Note 2 shows that the Bank's net operating earnings were $1,713 million in 1990/91, compared with $1,095 million in the previous year. The most significant contribution to the increase was net gains of $528 million realised from the sale of securities (gains in the previous year were $28 million); this was only partly offset by net losses of $56 million realised from the sale of currencies (gains of $19 million in the previous year). Other revenues from the Bank's securities investments were higher in 1990/91, and interest payments on the Bank's deposit liabilities were lower, together contributing to an increase in net earnings of $318 million.
Movements in market yields, particularly in the last three weeks of the year, reduced the value of the Bank's investments at 30 June 1991 to $81 million below cost. That amount was charged against earnings.
In determining net profit, in terms of section 78 of the Reserve Bank Act, the Treasurer approved the Board's decisions to write $6.5 million off Bank premises, and to transfer $100 million to the Reserve for Contingencies and General Purposes and $25 million to the Provision for Building Repairs and Maintenance.
After these transfers, the Bank's net profit in terms of the Act for 1990/91 was $1,588 million ($575 million in 1989/90). The Treasurer determined that $85 million should be transferred to the Reserve Bank Reserve Fund. The remaining $1,503 million is payable to the Commonwealth; an interim payment ($400 million) was made in June 1991 and the remainder is paid in August.
The Bank's balance sheet increased by $4.1 billion to $29.0 billion between June 1990 and June 1991. Significant changes in the components are set out below.
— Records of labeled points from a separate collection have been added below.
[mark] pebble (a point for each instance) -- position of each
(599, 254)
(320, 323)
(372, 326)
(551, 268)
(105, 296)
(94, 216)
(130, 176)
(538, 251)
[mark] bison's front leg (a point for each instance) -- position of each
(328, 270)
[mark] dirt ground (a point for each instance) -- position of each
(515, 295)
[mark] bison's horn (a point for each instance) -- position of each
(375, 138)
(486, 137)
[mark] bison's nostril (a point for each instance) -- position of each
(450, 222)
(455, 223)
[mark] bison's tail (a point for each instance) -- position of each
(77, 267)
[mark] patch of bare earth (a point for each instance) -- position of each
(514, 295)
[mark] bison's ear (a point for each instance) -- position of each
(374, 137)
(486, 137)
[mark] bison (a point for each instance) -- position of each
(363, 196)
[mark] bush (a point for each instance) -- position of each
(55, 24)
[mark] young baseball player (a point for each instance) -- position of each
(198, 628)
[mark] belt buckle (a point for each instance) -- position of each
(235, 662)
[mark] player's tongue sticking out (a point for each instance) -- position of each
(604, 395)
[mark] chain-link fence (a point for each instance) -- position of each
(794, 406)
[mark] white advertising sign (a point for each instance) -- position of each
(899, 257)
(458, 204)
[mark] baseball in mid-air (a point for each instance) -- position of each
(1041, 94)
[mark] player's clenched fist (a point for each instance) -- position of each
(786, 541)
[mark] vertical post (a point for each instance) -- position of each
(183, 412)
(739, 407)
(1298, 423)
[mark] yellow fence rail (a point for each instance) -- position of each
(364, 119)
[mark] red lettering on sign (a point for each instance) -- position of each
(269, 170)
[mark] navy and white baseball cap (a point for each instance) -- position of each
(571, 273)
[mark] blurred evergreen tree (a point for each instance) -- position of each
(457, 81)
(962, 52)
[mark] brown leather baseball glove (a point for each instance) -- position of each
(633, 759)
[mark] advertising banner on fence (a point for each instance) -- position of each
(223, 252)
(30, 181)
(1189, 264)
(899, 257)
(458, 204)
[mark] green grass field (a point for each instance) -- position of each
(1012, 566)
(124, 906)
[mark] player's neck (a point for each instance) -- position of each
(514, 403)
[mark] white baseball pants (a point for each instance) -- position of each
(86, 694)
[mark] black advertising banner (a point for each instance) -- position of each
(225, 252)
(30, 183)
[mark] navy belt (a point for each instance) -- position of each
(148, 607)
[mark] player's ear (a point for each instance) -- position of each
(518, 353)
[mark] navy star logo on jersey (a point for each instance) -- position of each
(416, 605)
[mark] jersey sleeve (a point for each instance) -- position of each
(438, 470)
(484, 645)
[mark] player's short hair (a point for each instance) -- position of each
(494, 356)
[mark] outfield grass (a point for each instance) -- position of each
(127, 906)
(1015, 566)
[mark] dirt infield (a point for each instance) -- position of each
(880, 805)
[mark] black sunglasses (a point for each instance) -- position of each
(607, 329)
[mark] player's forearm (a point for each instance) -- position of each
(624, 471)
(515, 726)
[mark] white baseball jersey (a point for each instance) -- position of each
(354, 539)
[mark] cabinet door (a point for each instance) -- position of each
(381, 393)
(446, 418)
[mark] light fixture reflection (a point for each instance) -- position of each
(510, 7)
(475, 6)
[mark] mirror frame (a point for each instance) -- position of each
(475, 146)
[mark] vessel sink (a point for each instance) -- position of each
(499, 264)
On the liabilities side, capital and reserves increased $2.8 billion, of which $0.8 billion represented the effects on revaluation reserves (see Note 3) of marking up the value of gold and foreign exchange. The balance reflected the changes mentioned above, including the transfer of the balances from certain provisions to reserves. Notes on issue rose by $1.8 billion (14%). At 30 June the Commonwealth's deposits with the Bank were $1.4 billion higher than a year earlier; this was largely a function of end-year financial flows between the private and public sectors (see comment below on “clearing items”). The amount of profit payable to the Commonwealth at 30 June 1991 was $830 million higher than a year earlier. Banks' fixed deposits were well down compared with a year ago. Deposits of foreign institutions were higher. Provisions were down because of the transfers noted earlier.
Major changes in assets were in gold and foreign exchange (+$2.2 billion), Commonwealth Government securities (+$0.8 billion) and clearing items (+$1.1 billion). The increase in gold and foreign exchange reflected valuation changes ($0.8 billion) and earnings of the foreign portfolio. Clearing items at 30 June 1991 were larger than usual; they represented the sum of cheques drawn on other banks paid into the accounts of the Bank's customers on the last working day in June; the cheques were presented at the Clearing House on 28 June and the Bank received payment on 1 July; interest was earned by the Bank on those funds in the normal way for cheque clearing settlements.